According to secret papers released by the White House, US Defense Secretary Donald Rumsfeld signed documents drawing up guidelines for the treatment of prisoners of war held at Guantanamo Bay in Cuba, which are curiously reflected in the horrific scenes of torture meted out by US guards at Abu Ghraib prison, Baghdad.
Although the White House denies that Rumsfeld condoned torture, a closer look at the documentation reads like the writings of a psycopathic Medieval prison guard or what would be expected in a diary written by Himmler or Mengele.
Donald Rumsfeld signed documents whose provisions came into force in December 2002. These documents permitted US personnel to strip defenceless prisoners naked, force them into "stress positions", set dogs upon them, force them to stand for hours on end, hold them in the darkness, interrogate them aggressively for up to 20 hours non-stop, forcibly shave them, enact "sleep adjustment" (depriving them of sleep) "changing the diet of a detainee" (urinate in the food?) and "water boarding", where water and towels make the prisoner feel he is suffocating.

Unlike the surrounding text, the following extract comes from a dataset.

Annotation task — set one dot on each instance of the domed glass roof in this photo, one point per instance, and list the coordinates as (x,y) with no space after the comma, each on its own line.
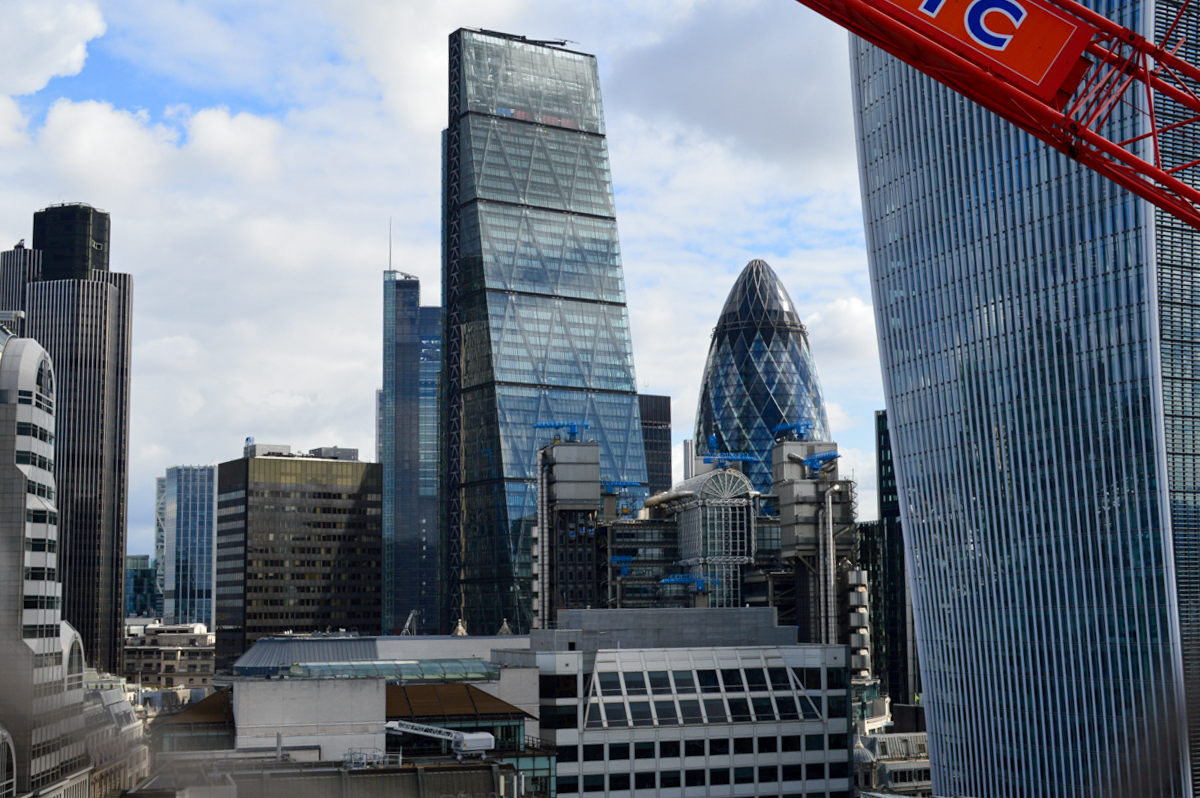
(760,373)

Donald Rumsfeld may not call this torture. The Bush regime may not call this torture. However, the Geneva Convention classifies such treatment as torture and so does world public opinion, wholly and unanimously against this evil regime which is responsible for the deaths of thirteen thousand innocent people, the mutilation of many tens of thousands of others, for dropping cluster bombs into residential areas, for targeting civilian infra-structures by precision weaponry, for killing children, for placing human life at risk, for leaving swathes of territory with dangerously high radiation levels, for rape, for illegal imprisonment, for torture. The list just goes on and on and on.
There is a vast humantarian deficit in this regime which the people of the USA can redress democratically next November, closing the growing chasm between Washington and the international community and bringing the United States of America back into the hearts and minds of the rest of humanity.